Pluralistic Methods and Tasks to Negotiate Control away from the Tough Inner Critic

Chair work & Psychodrama

Chair work or Psychodrama- can be useful in a number of different ways, both drawing attention to the Inner Critic, helping to externalise it from the client’s sense of self and perhaps reframing the Inner Critic.  For example, as a protector who has the best intentions but is not quite getting it right. Hansen (2021) describes viewing the Inner Critic as a “well-intended bumbler” who is doing their best but going slightly overboard, and notes that many of us may have a parent who similarly meant well but did not get it quite right.  Padesky (NICABM IC video 5: 2021; 13:26) discusses re-enacting through psychodrama, if there was a trigger that led to a negative core belief.
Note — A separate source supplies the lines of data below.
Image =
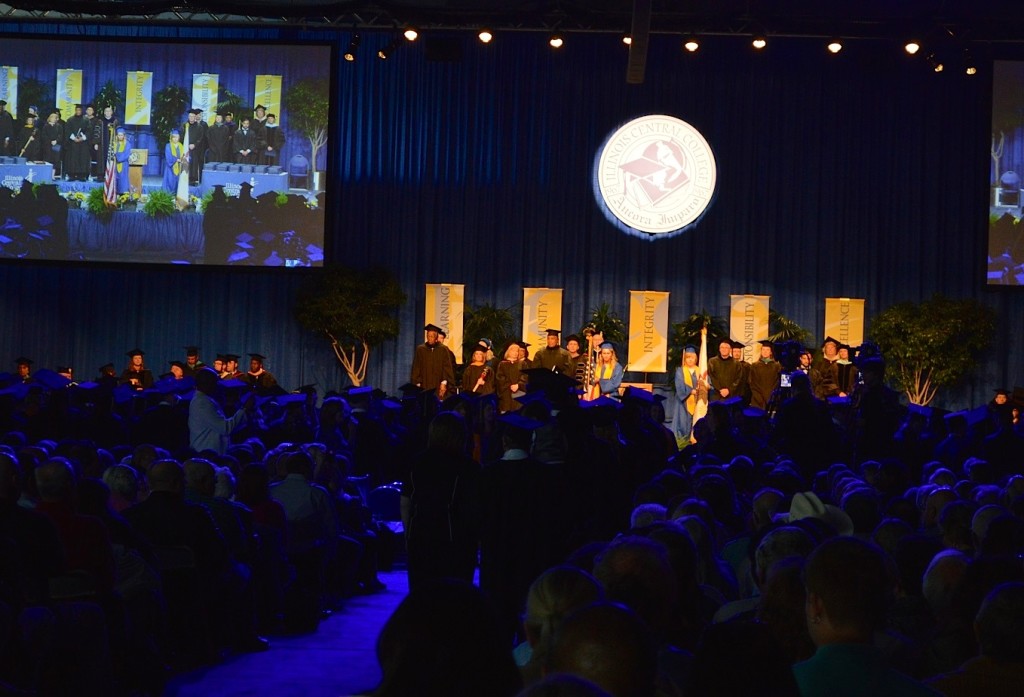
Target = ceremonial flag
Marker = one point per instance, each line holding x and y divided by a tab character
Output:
181	195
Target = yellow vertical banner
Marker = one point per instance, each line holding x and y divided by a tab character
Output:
542	309
205	86
648	345
444	307
845	319
267	92
138	98
69	90
8	88
749	322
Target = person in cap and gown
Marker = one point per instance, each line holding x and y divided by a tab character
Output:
607	372
764	376
174	160
259	378
553	356
136	374
122	153
432	369
690	388
724	373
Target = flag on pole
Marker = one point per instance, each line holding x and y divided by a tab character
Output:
701	406
181	195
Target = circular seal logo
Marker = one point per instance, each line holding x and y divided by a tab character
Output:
655	175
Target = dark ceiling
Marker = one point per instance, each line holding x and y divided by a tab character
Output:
978	20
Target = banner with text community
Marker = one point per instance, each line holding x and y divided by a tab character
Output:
205	88
845	320
542	309
69	91
749	322
267	92
8	88
444	308
648	345
138	98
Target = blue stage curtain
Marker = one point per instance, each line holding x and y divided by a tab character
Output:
863	177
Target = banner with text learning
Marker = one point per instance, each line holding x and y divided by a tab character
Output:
69	91
542	309
749	322
8	88
845	320
444	308
648	345
205	87
138	98
267	92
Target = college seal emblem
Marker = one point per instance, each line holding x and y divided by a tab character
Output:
655	176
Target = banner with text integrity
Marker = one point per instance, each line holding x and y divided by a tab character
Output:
444	307
542	309
69	91
749	322
648	344
845	320
138	98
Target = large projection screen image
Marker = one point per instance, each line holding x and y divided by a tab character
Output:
195	154
1006	240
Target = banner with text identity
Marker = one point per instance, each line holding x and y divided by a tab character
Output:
542	309
138	98
267	92
444	308
845	320
205	88
648	344
8	88
69	91
749	322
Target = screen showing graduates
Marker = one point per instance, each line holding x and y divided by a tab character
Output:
1006	233
164	153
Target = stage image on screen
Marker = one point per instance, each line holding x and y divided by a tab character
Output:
164	153
1006	233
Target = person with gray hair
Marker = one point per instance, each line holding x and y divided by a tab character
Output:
998	669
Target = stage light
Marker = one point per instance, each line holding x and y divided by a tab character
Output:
353	46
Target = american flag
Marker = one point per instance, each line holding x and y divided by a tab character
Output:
110	179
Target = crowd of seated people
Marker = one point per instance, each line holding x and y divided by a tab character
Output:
885	561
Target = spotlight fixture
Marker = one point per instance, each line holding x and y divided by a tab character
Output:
353	46
389	49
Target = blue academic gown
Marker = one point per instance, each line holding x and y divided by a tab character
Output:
172	151
682	420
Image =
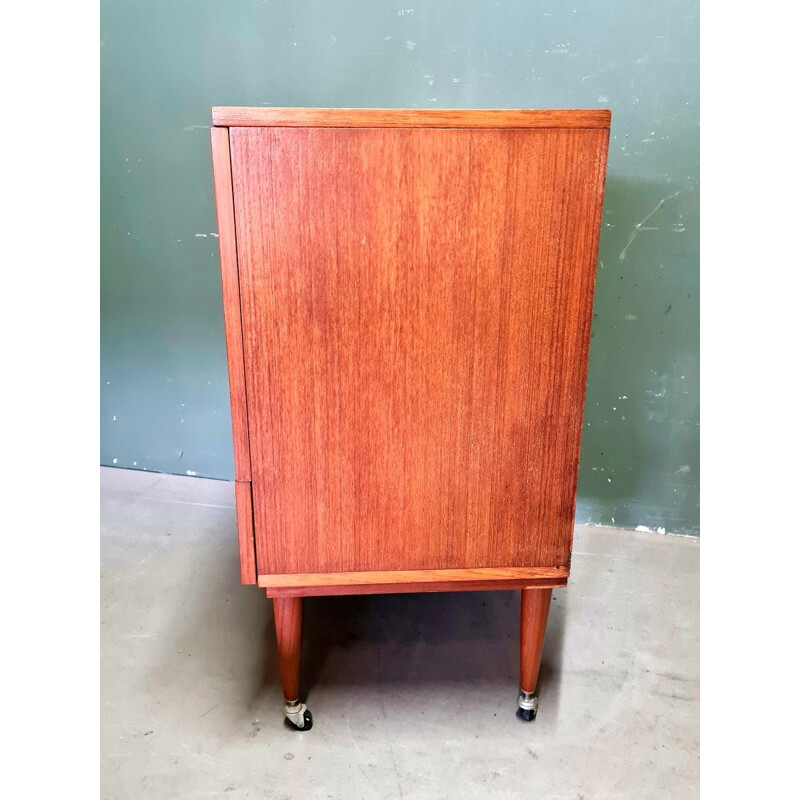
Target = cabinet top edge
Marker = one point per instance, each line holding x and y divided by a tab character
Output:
238	116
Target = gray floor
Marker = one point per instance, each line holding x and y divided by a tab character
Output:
413	695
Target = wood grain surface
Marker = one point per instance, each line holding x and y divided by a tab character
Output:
244	525
406	117
534	608
221	159
289	631
454	577
416	307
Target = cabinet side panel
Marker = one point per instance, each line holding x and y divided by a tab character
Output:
244	524
229	271
416	307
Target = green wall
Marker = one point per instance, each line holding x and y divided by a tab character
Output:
164	64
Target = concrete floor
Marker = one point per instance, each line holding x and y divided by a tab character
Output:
413	696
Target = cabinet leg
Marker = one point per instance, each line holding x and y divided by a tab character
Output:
533	622
289	629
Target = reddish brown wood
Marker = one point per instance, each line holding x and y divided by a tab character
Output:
244	523
220	152
324	590
417	308
289	629
422	576
535	605
416	118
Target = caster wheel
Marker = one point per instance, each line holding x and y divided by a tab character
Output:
308	721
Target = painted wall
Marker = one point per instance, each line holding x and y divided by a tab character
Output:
163	383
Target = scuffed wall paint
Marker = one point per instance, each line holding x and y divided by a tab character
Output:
164	385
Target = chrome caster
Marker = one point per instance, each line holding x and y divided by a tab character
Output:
298	716
528	705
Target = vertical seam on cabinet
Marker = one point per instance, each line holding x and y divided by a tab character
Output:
244	361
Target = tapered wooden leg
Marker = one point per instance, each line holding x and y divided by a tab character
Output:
533	623
289	630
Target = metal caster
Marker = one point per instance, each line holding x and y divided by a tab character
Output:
298	717
528	705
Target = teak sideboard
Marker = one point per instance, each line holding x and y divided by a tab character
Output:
407	299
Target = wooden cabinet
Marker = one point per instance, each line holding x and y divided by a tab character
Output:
408	302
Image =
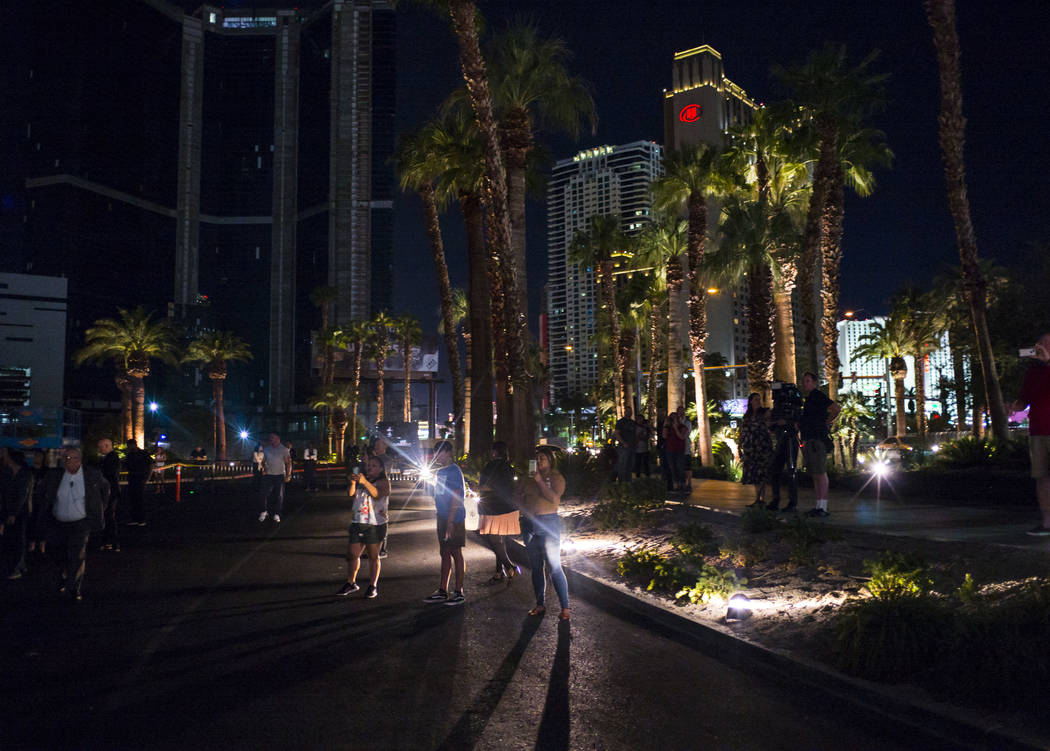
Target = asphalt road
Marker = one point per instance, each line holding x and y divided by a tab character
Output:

For example, having a hyper critical parent, who perhaps called them names and belittled them as children, leading to innate feelings of shame or worthlessness.  However, sometimes clients can feel they deserved this and may not regard what their parent did as abusive.  Padesky (2021) recommends allowing the client to take on the critical parent role and see how that feels, with the counsellor perhaps acting as the client in their child role. This can give the client insight into the harsh messaging from their past, if they are able to say the things that were said to them to another person, even in role play, they may develop insight into this negative experience, reframe it as unacceptable and undeserved.  Or if they enact saying these things to a child who is currently a family member or friend’s child, how would this affect how they regard themselves.  They might want to come up with a more positive message they would have liked to have had from their critical parent and enact this instead. Research points to this being useful in terms of cognitive restructuring of traumatic memories (e.g. Mueser et al, 2009).